Well, I suppose this is the last post in the warm winter salad month. February flew by, filled up with seasonal fare at its best. It can sometimes be a challenge to find my creative side when the ground has been frozen for 5 months, but I am always amazed at what I can pull off with a few vegetables from the cold storage and some dried goods from the pantry.
This next warm salad is probably my most beloved because it features 3 of my all-time favorite foods: wild rice, butter beans, and garlic roasted carrots. On their own, these elements are utterly delicious, but this dish is more than the sum of its perfect parts. The combination of smooth, creamy butter beans, with nutty wild rice and garlicky-salty-sweet carrots adding just a hint of crispness, come together with a tangy mustard maple dressing that will knock your winter socks off. A little on the labour-intensive side, it is well worth the effort to arrive at this truly unique and delectable salad that eats like a meal.
Into the Wild Rice
I think that wild rice is one of the most delicious whole foods available. It has a rich, nutty, almost smoky flavour, and fantastic chewy texture. Its dark colour and elegant shape add an unexpected visual contrast to any warm or cold dish.

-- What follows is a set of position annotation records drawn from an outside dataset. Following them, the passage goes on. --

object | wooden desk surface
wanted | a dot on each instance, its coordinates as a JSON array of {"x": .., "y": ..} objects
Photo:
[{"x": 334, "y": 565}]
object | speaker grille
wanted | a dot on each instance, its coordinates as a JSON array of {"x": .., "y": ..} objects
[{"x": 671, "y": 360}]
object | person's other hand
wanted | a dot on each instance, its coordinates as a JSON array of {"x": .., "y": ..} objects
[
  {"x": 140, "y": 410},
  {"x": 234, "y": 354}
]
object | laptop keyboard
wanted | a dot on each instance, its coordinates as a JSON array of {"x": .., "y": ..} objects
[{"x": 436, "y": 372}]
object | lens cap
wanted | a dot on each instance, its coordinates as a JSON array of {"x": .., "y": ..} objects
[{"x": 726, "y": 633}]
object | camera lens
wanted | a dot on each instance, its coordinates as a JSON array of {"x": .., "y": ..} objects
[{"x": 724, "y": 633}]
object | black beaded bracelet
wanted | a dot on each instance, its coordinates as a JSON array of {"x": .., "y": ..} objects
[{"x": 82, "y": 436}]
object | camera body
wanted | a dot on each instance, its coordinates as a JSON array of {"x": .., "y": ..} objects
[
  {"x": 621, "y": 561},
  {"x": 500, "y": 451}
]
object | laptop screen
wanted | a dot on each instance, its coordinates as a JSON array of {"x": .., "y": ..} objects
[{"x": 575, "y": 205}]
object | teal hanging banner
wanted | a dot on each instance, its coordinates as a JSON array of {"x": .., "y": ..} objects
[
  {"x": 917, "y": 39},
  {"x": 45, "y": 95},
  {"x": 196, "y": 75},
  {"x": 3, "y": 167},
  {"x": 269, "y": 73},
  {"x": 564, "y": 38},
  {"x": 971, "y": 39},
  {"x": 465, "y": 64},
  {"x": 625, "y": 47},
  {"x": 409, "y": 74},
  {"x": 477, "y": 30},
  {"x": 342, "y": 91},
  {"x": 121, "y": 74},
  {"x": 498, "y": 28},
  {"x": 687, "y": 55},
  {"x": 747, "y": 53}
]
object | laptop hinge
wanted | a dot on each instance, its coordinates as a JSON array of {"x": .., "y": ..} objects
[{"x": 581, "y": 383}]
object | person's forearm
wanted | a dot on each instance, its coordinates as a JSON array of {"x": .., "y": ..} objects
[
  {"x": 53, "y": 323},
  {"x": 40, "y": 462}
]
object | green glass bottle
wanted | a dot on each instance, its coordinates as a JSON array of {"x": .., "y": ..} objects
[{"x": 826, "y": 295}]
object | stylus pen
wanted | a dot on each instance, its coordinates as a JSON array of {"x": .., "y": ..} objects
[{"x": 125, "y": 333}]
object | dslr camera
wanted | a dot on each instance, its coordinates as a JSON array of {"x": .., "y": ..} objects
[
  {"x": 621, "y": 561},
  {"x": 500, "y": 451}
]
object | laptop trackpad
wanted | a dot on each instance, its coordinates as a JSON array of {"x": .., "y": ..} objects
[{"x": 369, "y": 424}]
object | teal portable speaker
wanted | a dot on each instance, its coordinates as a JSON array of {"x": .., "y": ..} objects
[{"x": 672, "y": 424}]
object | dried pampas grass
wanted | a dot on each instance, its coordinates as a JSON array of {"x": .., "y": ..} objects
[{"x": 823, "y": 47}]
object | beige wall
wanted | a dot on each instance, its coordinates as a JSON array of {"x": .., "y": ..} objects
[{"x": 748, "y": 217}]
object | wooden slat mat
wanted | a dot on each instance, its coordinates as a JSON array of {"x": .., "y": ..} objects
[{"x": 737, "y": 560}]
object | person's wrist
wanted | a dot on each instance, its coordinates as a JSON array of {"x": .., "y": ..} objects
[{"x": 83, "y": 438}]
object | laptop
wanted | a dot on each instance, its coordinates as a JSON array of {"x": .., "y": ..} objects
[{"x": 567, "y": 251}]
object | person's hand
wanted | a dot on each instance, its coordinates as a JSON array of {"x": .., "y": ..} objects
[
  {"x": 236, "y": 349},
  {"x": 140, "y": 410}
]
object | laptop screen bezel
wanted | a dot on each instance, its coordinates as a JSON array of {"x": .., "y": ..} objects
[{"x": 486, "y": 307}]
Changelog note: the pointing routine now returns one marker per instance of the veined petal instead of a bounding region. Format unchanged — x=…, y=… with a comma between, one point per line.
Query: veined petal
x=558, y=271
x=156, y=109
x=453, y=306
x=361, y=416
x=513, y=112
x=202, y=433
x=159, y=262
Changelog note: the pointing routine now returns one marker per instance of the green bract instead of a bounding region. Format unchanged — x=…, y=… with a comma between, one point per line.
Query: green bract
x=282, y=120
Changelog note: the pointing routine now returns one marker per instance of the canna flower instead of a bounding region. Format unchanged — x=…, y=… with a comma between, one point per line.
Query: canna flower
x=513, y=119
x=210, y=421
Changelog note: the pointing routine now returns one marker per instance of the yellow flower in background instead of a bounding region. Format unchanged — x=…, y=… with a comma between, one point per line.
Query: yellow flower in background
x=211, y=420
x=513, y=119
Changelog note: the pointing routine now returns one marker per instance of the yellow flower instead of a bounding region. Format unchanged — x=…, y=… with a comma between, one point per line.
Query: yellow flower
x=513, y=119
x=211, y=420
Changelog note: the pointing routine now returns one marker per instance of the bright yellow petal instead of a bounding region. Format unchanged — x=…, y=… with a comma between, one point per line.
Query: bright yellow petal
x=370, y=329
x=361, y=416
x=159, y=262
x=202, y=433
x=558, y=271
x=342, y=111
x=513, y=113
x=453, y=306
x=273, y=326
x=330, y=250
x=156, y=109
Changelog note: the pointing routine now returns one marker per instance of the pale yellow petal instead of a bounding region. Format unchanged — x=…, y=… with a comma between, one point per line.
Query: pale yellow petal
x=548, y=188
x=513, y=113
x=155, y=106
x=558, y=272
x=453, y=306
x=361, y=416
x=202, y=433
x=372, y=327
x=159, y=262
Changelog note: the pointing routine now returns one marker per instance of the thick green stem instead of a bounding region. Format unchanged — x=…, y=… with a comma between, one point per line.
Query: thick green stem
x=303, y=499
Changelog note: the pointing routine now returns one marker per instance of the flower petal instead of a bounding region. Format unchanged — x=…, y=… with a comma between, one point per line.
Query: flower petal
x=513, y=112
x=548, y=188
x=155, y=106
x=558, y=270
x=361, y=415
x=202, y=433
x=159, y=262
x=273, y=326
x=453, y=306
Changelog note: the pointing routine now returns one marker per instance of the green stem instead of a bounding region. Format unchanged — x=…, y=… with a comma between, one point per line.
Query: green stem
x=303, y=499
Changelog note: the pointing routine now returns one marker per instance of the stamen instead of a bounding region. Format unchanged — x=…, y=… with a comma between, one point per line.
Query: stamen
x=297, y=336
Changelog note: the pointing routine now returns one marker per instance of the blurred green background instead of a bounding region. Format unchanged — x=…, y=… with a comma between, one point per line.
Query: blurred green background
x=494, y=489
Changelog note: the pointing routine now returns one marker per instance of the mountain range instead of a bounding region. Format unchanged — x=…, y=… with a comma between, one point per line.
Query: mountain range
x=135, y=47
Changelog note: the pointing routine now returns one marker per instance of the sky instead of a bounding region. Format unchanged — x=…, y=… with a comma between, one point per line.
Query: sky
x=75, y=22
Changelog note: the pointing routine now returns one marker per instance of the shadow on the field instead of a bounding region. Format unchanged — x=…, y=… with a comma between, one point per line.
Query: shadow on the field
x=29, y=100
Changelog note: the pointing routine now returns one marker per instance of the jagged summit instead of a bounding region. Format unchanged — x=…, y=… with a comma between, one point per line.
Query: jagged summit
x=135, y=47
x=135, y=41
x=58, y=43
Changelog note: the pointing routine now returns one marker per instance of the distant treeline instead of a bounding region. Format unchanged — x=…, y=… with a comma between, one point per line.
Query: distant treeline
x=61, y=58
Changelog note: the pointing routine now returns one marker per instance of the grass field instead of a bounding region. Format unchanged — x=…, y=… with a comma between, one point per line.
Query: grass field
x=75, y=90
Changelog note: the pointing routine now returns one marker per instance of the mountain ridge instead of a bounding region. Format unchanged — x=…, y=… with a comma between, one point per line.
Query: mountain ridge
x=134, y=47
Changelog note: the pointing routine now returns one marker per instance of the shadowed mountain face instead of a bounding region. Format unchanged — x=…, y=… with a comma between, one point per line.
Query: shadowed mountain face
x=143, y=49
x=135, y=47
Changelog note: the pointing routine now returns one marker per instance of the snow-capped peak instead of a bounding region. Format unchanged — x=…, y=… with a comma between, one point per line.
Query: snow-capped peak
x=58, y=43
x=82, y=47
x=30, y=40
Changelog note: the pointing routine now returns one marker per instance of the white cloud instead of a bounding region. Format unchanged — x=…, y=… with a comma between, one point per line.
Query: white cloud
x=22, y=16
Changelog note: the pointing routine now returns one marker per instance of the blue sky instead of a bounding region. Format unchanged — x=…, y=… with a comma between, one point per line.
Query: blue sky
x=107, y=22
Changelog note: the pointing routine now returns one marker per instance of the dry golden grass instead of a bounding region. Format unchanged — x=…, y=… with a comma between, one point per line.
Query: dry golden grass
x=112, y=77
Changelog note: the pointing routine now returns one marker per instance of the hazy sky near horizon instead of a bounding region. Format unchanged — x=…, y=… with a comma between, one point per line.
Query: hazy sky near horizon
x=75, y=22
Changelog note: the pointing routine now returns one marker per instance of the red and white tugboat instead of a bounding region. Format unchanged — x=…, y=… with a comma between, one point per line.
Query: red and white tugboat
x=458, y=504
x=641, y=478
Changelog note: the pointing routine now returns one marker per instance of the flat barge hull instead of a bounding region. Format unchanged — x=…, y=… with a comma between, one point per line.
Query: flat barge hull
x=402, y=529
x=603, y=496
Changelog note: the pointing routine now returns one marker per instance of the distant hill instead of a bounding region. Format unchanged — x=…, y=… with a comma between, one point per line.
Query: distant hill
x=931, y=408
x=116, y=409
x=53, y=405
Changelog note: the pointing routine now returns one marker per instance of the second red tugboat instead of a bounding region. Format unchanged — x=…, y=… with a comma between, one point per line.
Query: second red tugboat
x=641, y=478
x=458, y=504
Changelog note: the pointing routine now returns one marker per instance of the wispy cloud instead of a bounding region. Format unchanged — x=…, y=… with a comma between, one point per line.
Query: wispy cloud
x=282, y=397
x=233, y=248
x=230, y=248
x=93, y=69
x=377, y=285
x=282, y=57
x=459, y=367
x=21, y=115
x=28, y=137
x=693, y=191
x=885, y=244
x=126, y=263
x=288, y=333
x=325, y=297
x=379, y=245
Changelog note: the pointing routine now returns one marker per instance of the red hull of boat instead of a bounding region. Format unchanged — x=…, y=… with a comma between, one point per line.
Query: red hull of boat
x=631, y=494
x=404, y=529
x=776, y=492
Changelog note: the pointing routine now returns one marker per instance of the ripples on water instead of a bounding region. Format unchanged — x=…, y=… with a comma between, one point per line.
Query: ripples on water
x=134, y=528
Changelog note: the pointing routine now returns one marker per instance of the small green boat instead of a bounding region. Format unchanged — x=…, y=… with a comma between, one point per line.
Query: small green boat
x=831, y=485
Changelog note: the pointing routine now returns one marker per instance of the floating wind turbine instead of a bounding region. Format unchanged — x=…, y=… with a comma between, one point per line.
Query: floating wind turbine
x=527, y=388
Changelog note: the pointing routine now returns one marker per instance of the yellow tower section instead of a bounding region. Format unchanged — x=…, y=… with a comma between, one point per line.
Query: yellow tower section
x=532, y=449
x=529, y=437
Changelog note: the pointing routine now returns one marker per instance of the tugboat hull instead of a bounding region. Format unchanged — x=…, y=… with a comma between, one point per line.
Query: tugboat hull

Contrary to popular belief wild rice is in fact, not rice at all, but the seed of a wild grass that grows in the Great Lakes region of North America. The majority of what we find in the grocery store is no longer foraged, but a cultivated variety. You can still find heirloom varieties of wild rice (which of course taste the best), just make sure that the package indicates that its contents are “Hand harvested, organic, and from the Great Lakes region”. The rice is priced according to its length: the longer the grain, the more expensive it is.
As a bonus, wild rice is wildly nutritious. It is extremely high in folic acid, an essential B-complex vitamin lacking in many people’s diets. Just half a cup of cooked wild rice yields 21.3 mcg of folic acid, where brown rice offers only 3.9 mcg. The niacin content of wild rice is also notably high with l.06 mg for 1/2 cup cooked. Potassium packs an 83 mg punch, and zinc, which is usually available in trace amounts, registers 1.1 mg.
While 1/2 cup cooked wild rice offers 1.5 grams of fiber, it contains 26 mg of magnesium, a healthy balance of B vitamins and only .3 grams of unsaturated fat.
This recipe was an “accident” at work – I was using up seemingly disparate ingredients that were available that day, and this delightful salad was the end result. You can absolutely eat this cold, but again, it is a very good idea at this time of year to nourish your body with warm foods. This salad is a heating triple-hitter and combines three foods that require long cooking times. The rice itself requires between 45 and 50 minutes, the beans about the same, and the carrots around 20 minutes or so. The amount of heat you infuse into your food through the cooking process is invariably given back to you energetically, and the longer the cook time, the deeper the heat will go into your body. Amazing.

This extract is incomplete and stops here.